The Thin Line between Appalling Ignorance and The Onion

No one is entirely sure if it began as a joke, but someone tweeted ahead of the New Year about how “cool” it was that the United States would be celebrating its 2014th birthday.

Huffington Post published a very brief post that included the tweet with no editorial comment. A slew of people then posted comments on the post.

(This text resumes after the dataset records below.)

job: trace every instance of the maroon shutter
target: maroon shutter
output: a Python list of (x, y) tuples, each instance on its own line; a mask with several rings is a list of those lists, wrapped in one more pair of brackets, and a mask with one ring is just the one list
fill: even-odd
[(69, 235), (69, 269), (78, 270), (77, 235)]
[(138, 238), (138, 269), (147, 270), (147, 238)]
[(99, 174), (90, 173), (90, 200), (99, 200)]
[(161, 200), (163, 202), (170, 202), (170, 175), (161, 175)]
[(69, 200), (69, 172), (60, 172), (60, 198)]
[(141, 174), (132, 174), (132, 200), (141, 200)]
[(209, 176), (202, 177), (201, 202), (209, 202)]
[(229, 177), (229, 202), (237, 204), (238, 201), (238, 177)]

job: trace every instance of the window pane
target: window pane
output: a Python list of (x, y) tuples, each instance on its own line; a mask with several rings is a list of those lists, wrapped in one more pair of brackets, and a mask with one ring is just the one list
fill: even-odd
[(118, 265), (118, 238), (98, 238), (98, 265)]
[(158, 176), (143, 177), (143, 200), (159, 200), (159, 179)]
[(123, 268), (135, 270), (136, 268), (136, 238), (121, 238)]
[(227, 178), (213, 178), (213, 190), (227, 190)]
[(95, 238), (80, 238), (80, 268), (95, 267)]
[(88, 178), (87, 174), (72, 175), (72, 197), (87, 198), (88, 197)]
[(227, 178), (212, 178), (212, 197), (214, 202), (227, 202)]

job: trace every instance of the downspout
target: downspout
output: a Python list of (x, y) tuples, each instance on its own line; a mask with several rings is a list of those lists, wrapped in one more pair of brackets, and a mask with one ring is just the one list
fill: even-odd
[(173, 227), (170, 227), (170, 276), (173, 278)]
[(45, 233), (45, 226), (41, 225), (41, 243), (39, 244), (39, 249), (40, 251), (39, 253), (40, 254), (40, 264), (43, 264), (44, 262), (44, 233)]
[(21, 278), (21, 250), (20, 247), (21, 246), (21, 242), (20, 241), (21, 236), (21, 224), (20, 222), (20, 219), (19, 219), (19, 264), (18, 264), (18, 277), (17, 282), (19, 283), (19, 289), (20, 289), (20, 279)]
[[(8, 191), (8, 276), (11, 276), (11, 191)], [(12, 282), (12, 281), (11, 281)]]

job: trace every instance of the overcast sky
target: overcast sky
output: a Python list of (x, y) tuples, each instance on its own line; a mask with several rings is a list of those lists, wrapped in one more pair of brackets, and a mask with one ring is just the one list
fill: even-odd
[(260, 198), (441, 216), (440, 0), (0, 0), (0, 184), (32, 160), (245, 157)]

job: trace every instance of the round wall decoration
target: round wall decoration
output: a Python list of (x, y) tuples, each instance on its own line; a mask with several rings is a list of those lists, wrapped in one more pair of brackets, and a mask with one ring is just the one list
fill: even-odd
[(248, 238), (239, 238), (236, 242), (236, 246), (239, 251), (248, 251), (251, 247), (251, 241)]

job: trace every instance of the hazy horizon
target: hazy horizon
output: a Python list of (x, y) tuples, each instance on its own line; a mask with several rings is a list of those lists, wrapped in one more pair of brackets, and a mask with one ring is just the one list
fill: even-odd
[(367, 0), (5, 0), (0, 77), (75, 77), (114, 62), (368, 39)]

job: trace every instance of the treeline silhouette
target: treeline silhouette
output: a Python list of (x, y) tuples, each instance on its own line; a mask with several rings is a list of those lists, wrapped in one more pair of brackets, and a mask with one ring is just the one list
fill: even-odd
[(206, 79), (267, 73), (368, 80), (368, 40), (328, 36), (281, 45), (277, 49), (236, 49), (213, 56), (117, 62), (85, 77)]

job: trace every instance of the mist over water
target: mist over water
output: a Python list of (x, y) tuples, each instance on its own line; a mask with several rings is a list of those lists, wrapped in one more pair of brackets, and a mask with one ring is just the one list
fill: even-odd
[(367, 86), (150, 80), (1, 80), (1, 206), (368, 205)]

Some were clearly having fun with it, but a very large number, if not the majority, seemed to accept the idea that the number of the calendar year also indicates the age of the nation.

As if to demonstrate that idiocy, and not just ingenious inventions or groundbreaking discoveries, can occur simultaneously but in complete isolation from each other, another person tweeted about how “cool” it was the Earth was now 2014 years old, and a chorus of commenters chimed in to agree that it was, indeed, very “cool.”

Taking all of this together, I can’t help but think that we may have finally, if arbitrarily, taken the concept of American exceptionalism to its end point: if the nation and the planet had the same date of origin, then nothing else in history, human or otherwise—nothing else measurable in time—would matter beyond the history of the nation. The creator would be not just anthropomorphic–and creation, anthropocentric–but the creator would be a Patriot with a capital P.

One would be left to wonder if the dinosaurs fought alongside Washington or with the British and Hessians.